Relu, alors que la télévision commémore la guerre d’Espagne, les Brigades internationales, etc., L’espoir de Malraux. Le statut de ce type de livre ? Son rapport au fragment d’Histoire dont il se veut le témoin ? Et sommes-nous vraiment si certains qu’il exalte l’événement dont il s’est inspiré ? Autre hypothèse, inquiétante mais concevable : loin de l’éterniser, il le dissoudrait ; loin de le monumentaliser, il le neutraliserait ; cannibalisme d’une littérature qui, en réinventant le monde, le nie.

Le pire dans les résultats de l’enquête du Tribunal international de La Haye sur les charniers de Srebrenica : le crime ne fut pas seulement atroce ; il fut prémédité ; et il le fut, surtout, au vu et au su de ce que l’on appelle les « grandes puissances ». Honte à elles. Honte à nous tous. Pour ce crime-là, quel tribunal ?

À propos de L’espoir encore, ce mot d’un personnage dans Les Troyennes d’Euripide : « il est vrai que si les dieux ne nous avaient pas abattus et ruinés de fond en comble, Troie n’eût pas été célébrée par les Muses ; elle ne leur eût pas inspiré des chants immortels ». Version précoce du fameux : « le monde est fait pour aboutir à un beau livre ».

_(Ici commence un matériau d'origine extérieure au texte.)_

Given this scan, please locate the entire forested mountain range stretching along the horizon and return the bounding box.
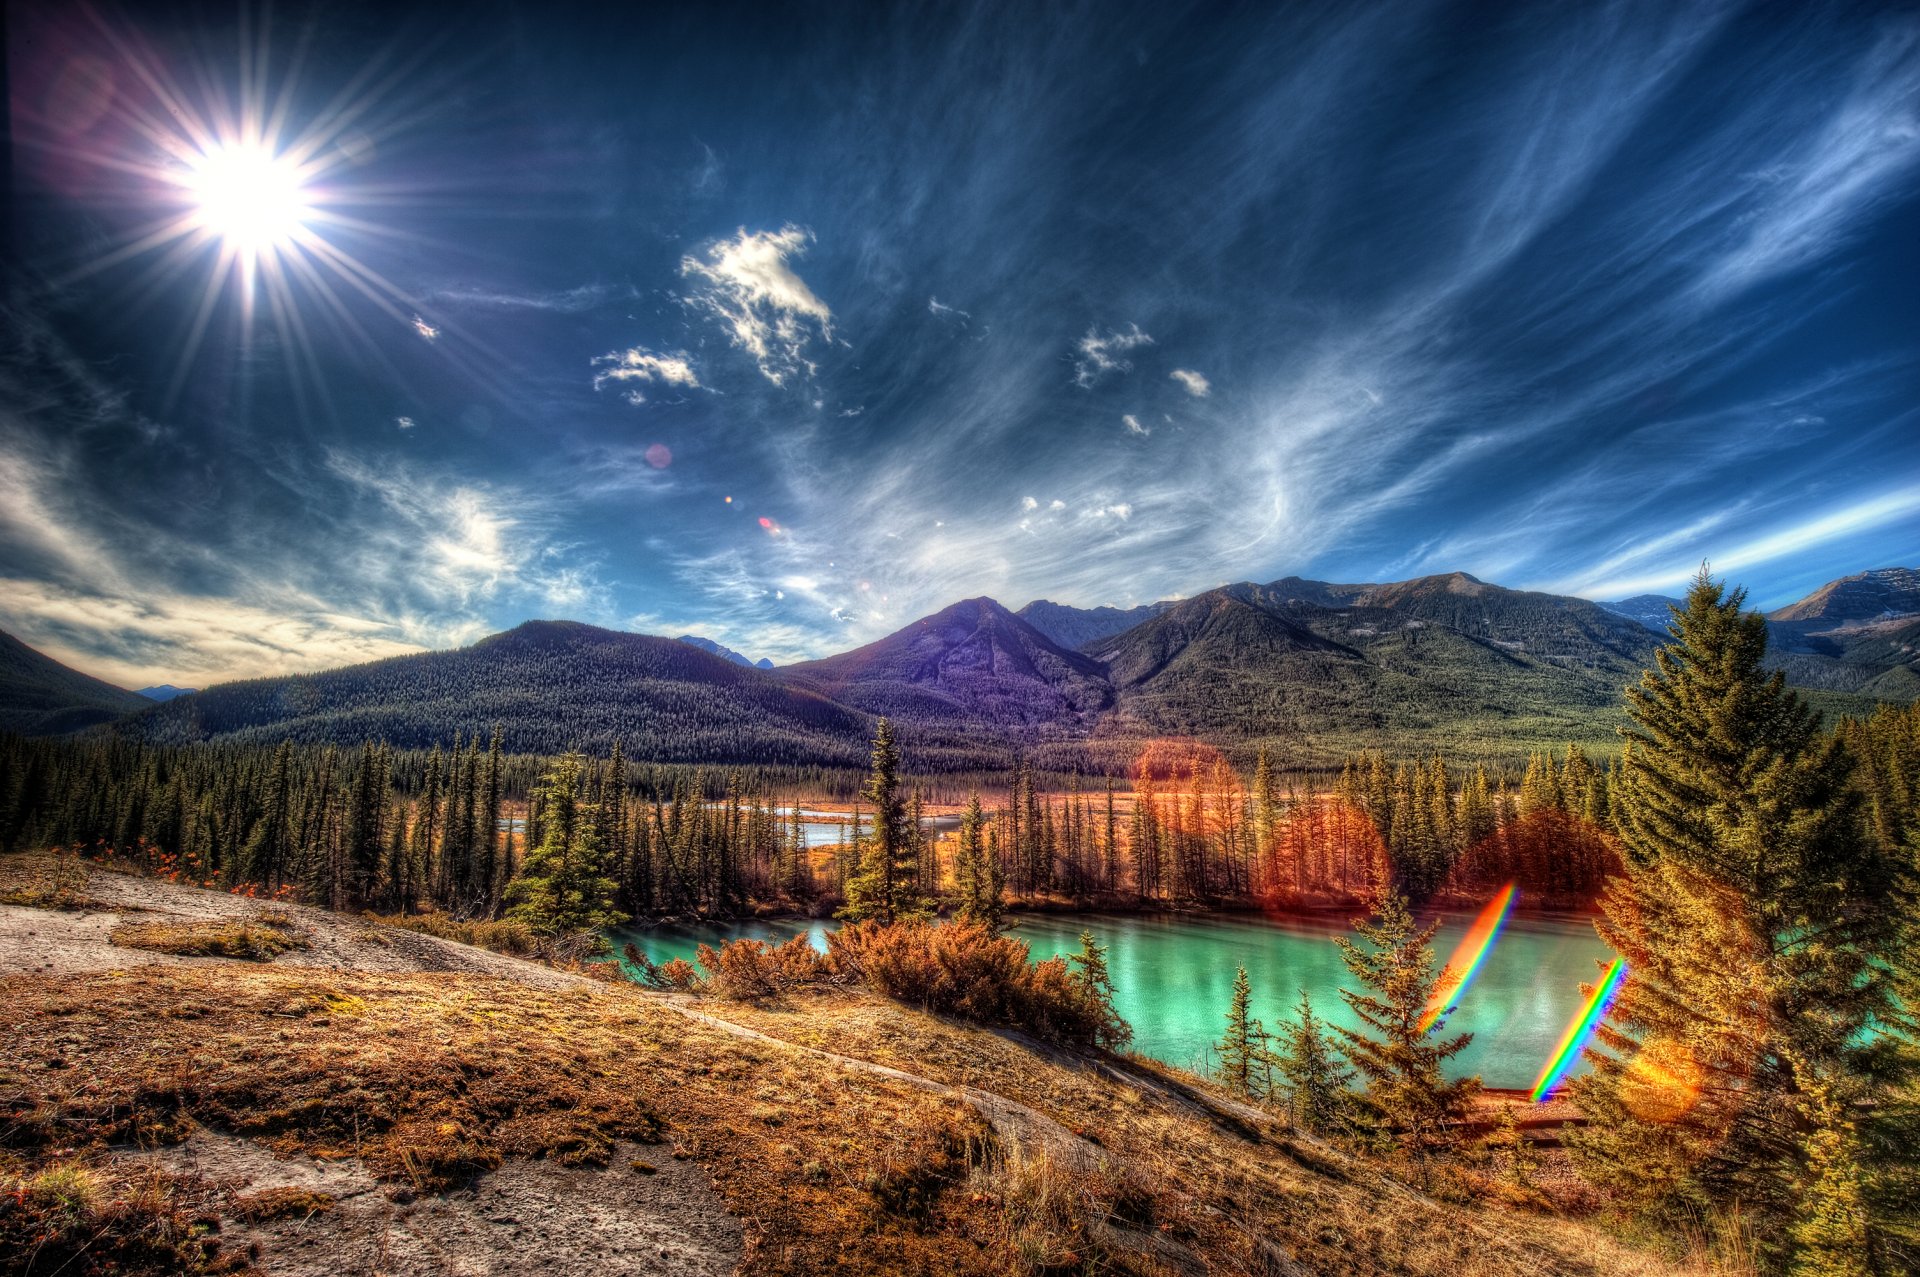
[0,568,1920,770]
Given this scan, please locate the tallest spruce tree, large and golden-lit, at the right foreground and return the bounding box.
[1571,568,1912,1271]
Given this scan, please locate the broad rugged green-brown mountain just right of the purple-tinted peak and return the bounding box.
[1089,574,1657,764]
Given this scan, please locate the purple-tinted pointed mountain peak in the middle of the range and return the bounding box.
[780,599,1114,735]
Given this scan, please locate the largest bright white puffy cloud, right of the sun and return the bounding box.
[680,225,833,386]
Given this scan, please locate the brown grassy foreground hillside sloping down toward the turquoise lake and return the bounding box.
[0,856,1712,1277]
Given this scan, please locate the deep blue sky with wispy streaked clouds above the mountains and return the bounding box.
[0,2,1920,686]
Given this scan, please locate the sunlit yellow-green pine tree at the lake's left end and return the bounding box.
[507,755,626,935]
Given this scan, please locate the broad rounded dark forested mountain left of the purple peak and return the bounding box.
[127,620,872,766]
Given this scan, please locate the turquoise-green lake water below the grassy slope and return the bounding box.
[612,914,1609,1089]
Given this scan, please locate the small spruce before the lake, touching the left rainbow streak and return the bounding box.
[1334,893,1480,1156]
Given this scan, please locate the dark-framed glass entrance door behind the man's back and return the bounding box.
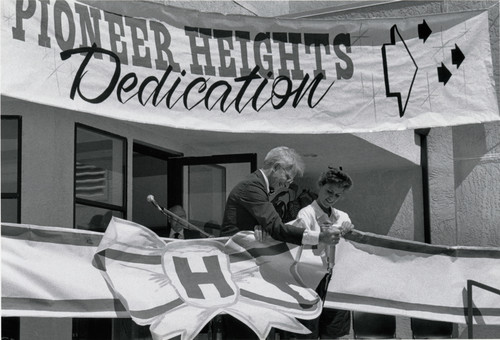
[168,154,257,236]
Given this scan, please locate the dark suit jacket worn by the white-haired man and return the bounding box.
[221,170,304,244]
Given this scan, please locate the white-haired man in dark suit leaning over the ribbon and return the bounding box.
[221,146,340,339]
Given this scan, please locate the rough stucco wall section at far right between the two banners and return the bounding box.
[452,124,500,247]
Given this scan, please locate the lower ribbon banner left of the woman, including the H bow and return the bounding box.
[2,218,325,339]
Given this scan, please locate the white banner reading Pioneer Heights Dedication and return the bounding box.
[1,0,499,133]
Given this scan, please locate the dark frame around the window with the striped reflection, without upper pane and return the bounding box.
[73,123,128,228]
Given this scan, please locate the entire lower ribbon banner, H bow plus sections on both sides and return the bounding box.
[2,218,500,339]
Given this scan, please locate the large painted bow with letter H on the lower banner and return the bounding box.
[95,218,324,339]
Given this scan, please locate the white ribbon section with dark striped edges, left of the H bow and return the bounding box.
[1,223,129,318]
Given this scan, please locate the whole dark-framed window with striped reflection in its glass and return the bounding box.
[74,124,127,232]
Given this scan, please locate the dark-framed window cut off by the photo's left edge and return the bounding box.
[2,116,21,223]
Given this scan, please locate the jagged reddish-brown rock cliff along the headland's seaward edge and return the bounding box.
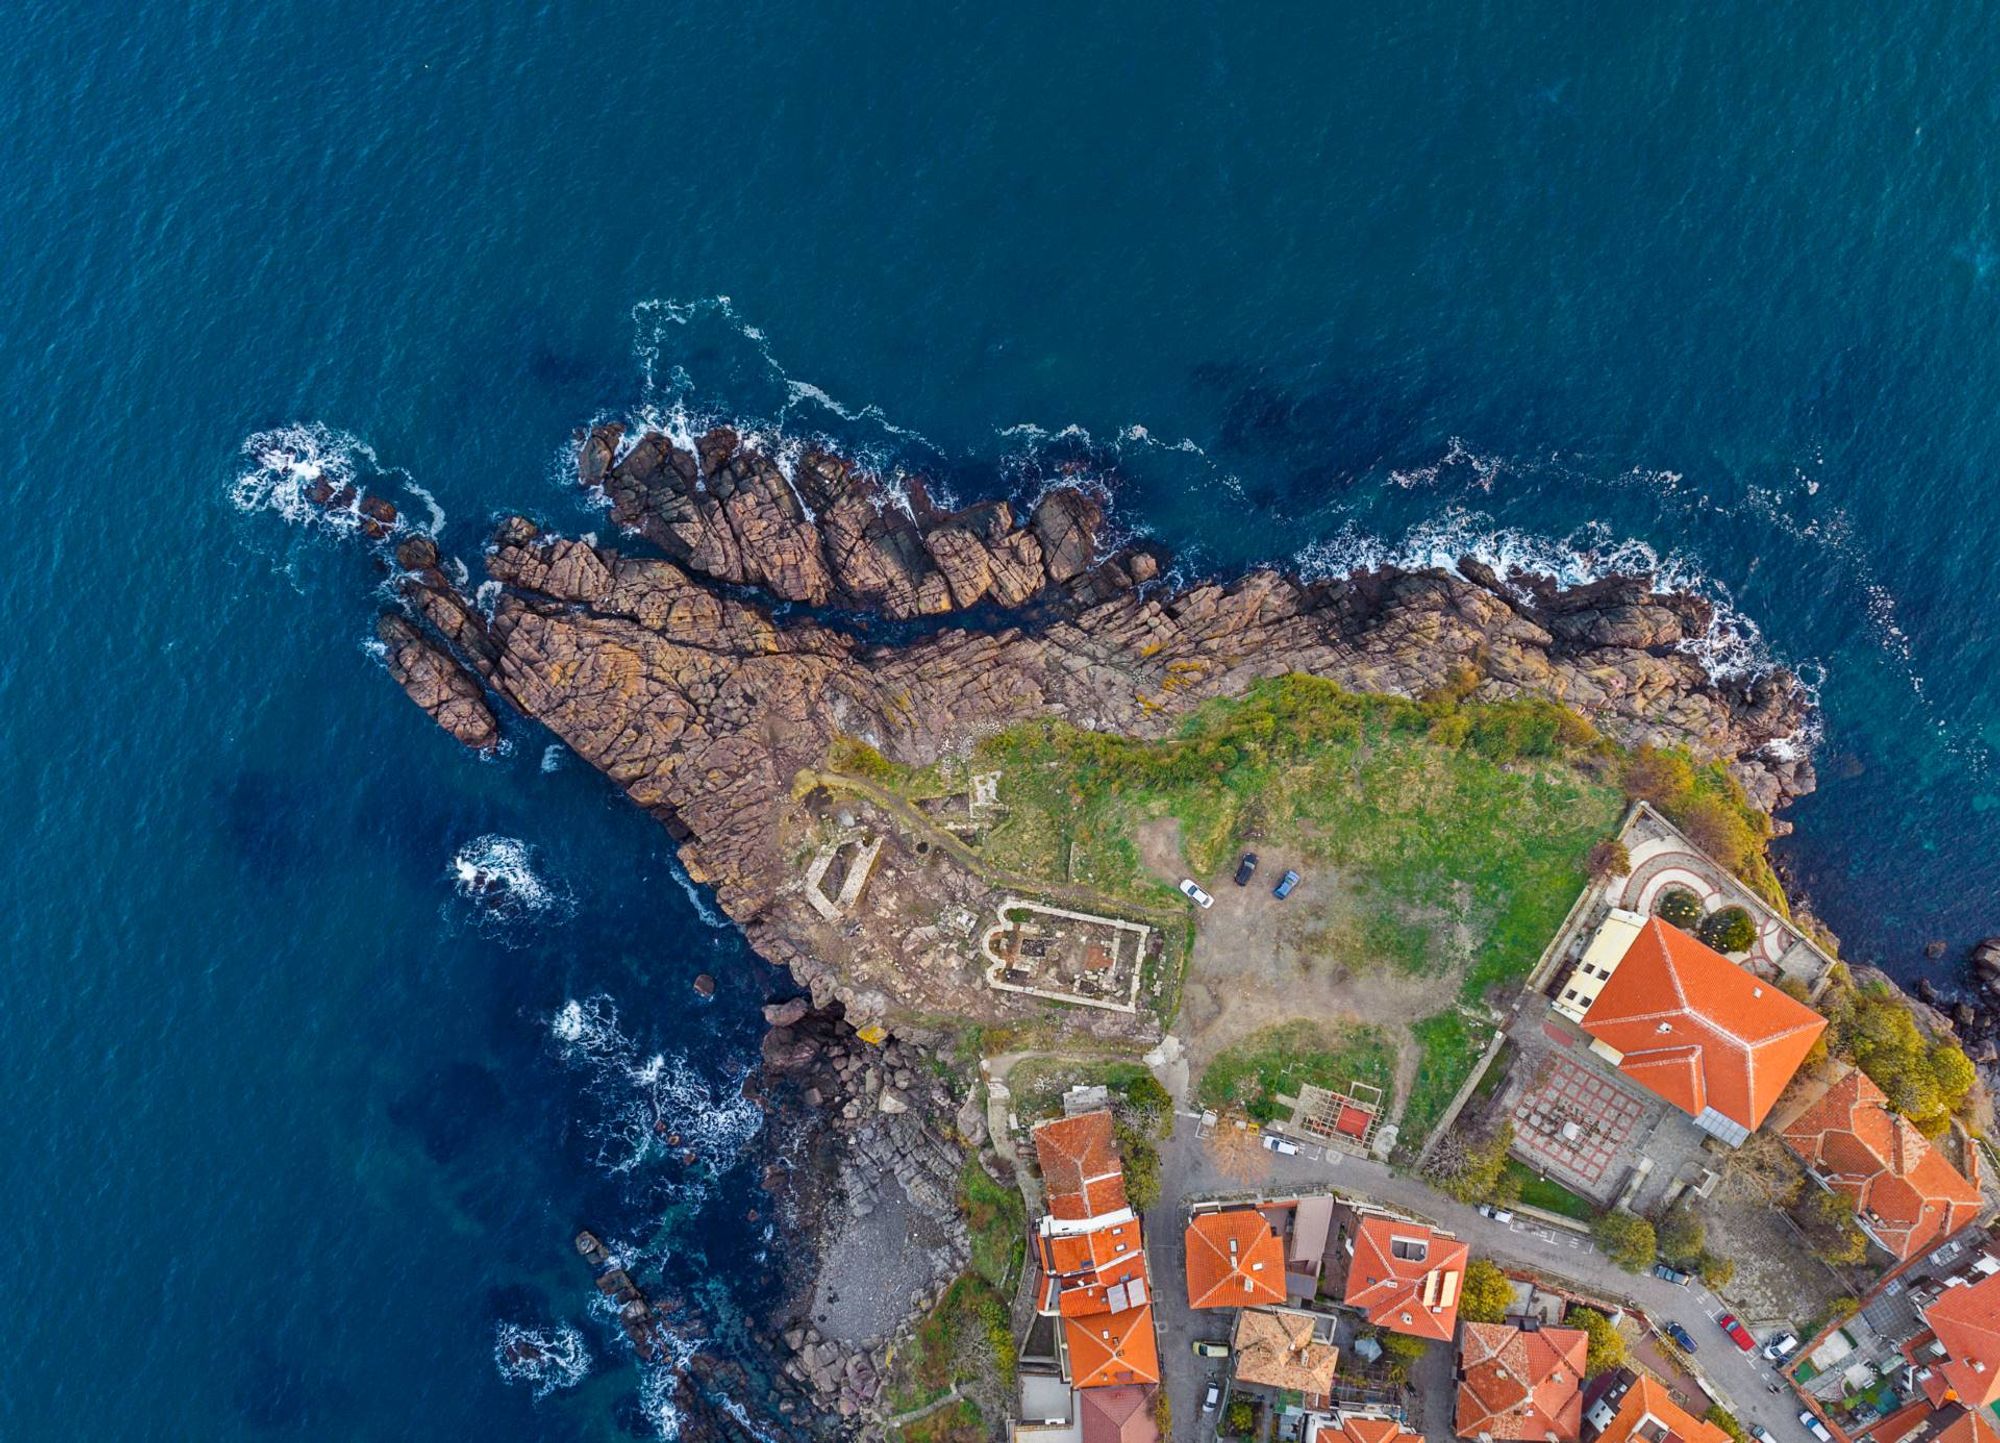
[324,426,1812,1015]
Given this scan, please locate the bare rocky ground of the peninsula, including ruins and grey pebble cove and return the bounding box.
[318,426,1814,1417]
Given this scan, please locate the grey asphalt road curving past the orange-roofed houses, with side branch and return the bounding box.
[1146,1113,1810,1443]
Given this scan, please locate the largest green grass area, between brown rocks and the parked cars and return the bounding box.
[974,676,1624,999]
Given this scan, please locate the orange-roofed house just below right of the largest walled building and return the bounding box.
[1784,1067,1986,1261]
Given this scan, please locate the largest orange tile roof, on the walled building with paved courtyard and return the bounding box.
[1584,917,1826,1131]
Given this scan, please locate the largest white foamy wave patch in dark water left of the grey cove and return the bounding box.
[548,993,764,1201]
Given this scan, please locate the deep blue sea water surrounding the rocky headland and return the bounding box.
[11,0,2000,1441]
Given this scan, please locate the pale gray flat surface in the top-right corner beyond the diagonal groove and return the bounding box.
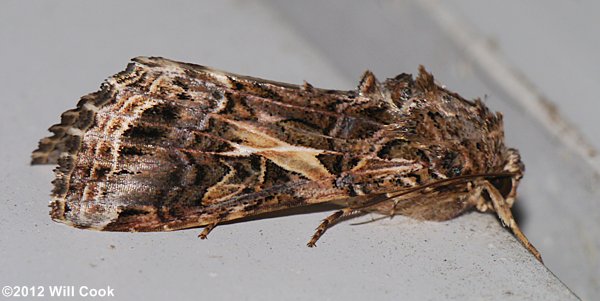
[446,0,600,154]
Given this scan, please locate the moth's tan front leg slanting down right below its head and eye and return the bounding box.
[484,181,543,263]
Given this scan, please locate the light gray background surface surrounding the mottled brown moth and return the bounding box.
[0,0,600,300]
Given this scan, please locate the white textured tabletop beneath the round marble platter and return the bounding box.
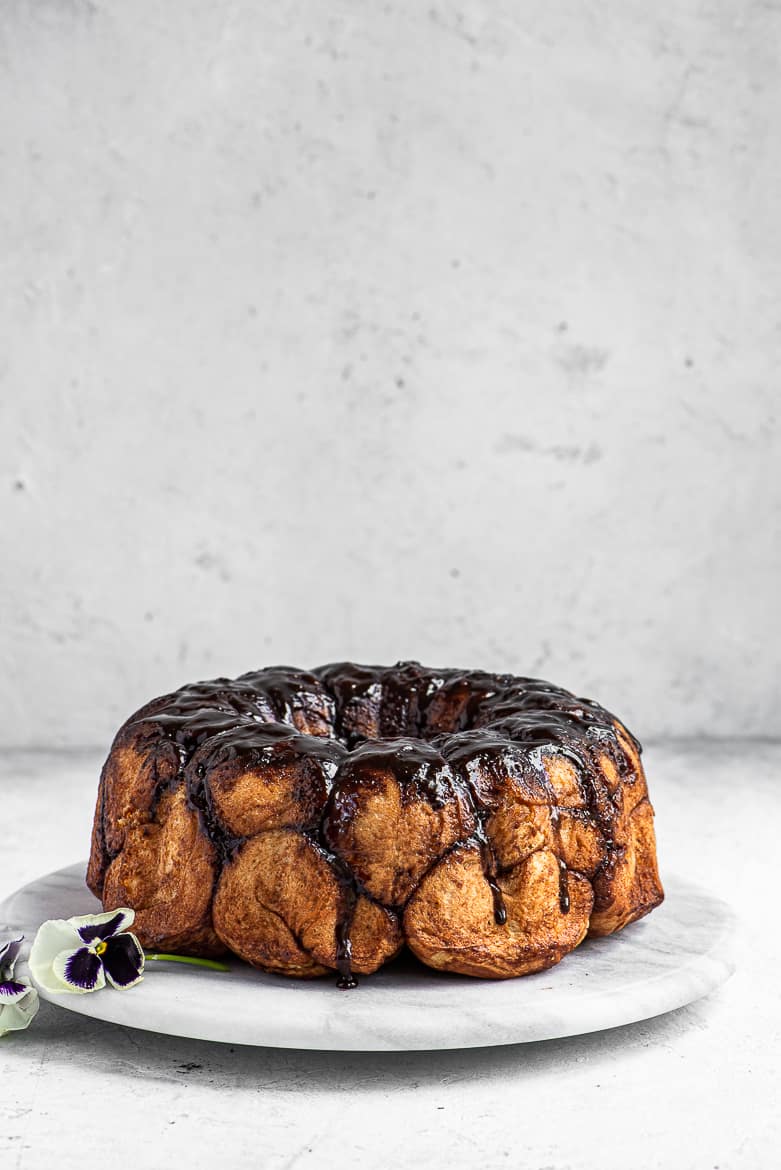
[0,743,781,1170]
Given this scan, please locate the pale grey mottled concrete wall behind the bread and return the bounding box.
[0,0,781,744]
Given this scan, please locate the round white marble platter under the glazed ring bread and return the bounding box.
[0,862,734,1052]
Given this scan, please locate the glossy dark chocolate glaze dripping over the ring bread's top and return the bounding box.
[112,662,641,987]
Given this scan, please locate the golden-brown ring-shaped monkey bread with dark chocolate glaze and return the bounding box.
[87,662,664,986]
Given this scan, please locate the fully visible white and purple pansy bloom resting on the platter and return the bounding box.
[29,907,144,995]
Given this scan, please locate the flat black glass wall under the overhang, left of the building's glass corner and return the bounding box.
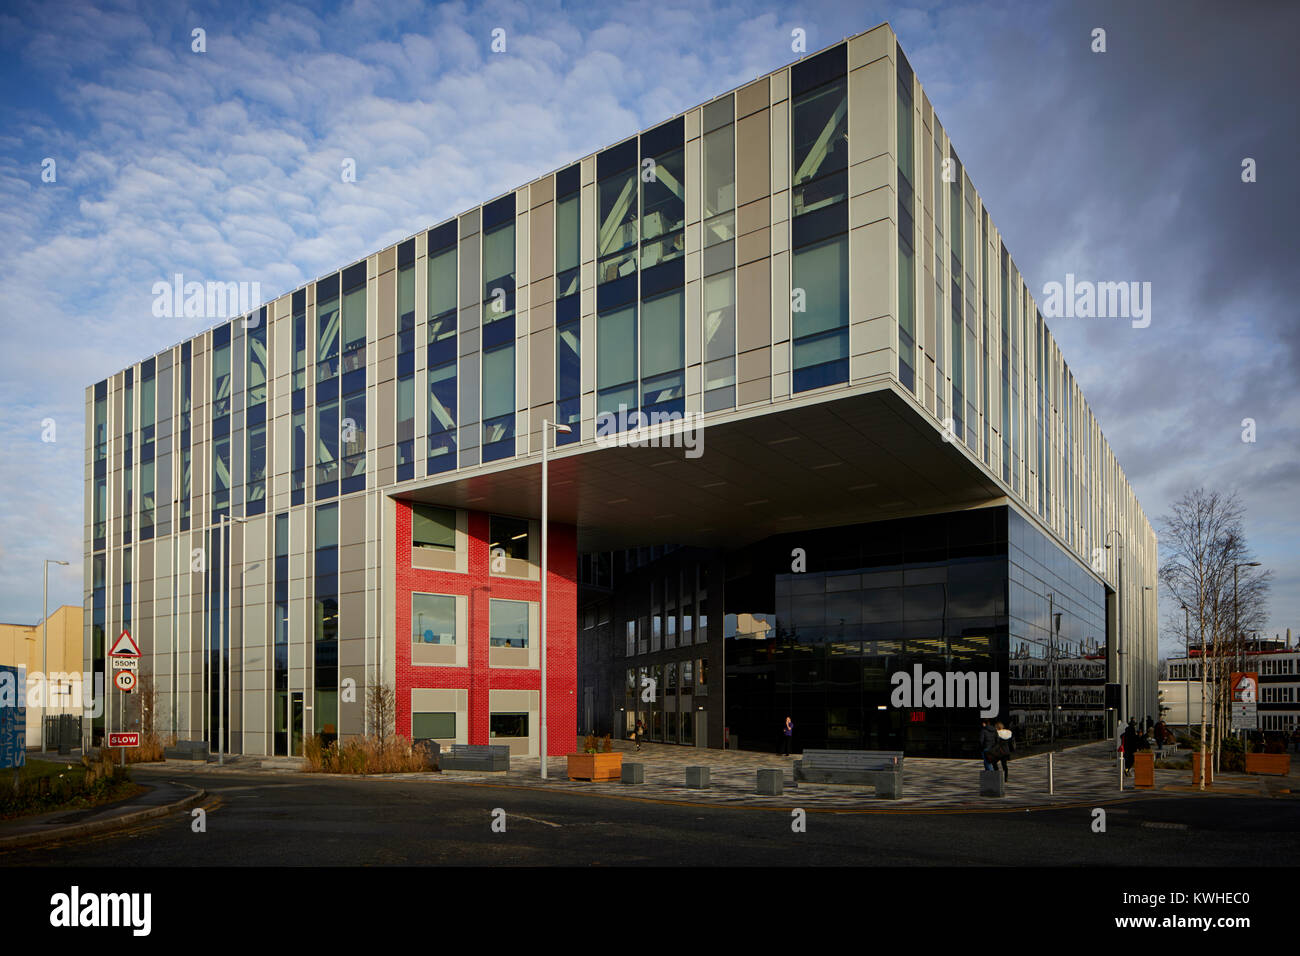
[724,509,1008,756]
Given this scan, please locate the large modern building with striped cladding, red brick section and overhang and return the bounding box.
[86,25,1156,754]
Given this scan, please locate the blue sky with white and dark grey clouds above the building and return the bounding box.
[0,0,1300,658]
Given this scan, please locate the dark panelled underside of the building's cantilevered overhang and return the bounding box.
[390,382,1005,551]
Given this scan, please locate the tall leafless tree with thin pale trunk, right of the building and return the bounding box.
[1160,488,1269,790]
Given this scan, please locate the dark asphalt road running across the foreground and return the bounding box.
[0,770,1300,868]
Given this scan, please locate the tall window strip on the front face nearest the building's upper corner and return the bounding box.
[790,46,849,392]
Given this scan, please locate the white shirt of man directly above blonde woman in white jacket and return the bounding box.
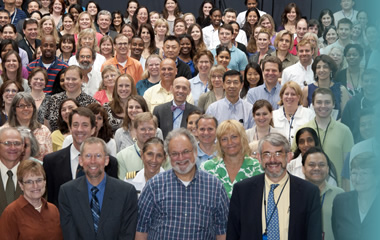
[281,61,314,89]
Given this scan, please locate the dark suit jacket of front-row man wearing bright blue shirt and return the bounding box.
[59,176,137,240]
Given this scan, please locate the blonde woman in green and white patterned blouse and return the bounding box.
[200,120,263,198]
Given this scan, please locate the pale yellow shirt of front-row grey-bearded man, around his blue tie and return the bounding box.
[261,172,290,240]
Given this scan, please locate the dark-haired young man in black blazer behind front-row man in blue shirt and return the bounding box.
[43,107,118,206]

Ouverture des Jeux olympiques. Comédie de la fraternité. Comédie du prétendu village planétaire. Comédie de la ferveur de ses enthousiasmes marchands. Et Juan Antonio Samaranch, président du Comité international olympique, qui ose se féliciter de ce que son mouvement soit « plus important – sic – que l’Église catholique ». Signe des temps troublés : la médiocrité des religions qu’ils s’inventent.

Dans Les Inrockuptibles de ce mois-ci, interview de Dominique Païni, le patron de la Cinémathèque. J’y lis, notamment, ceci : « le cinéma, c’est de la pensée et non des images ». Et encore : « c’est le cinéma moderne qui a fondé les cerveaux de cette fin de XXe siècle ; non seulement le cinéma pense, mais il a une pensée qui ne peut s’incarner en termes autres que cinématographiques ». Et encore à propos des cinéastes de la « nouvelle vague » ils ont d’abord appris « non pas à faire les films, mais à écrire sur les films ; ils ont commencé par ça et c’est l’écriture qui, plus tard, leur a permis de faire des films ». Question de Païni : l’inverse est-il vrai ? et de qui dirait-on qu’il a « commencé » par les images et en est venu aux livres ? Privilège, encore, de la littérature.

La différence entre un « intellectuel » et un « artiste » ? Très simple, au fond (même s’il reste à savoir laquelle des deux positions est, aujourd’hui, la plus enviable) : le premier travaille à rendre le monde un peu plus intelligible ; le second fait l’inverse et préférera le voir encore plus énigmatique.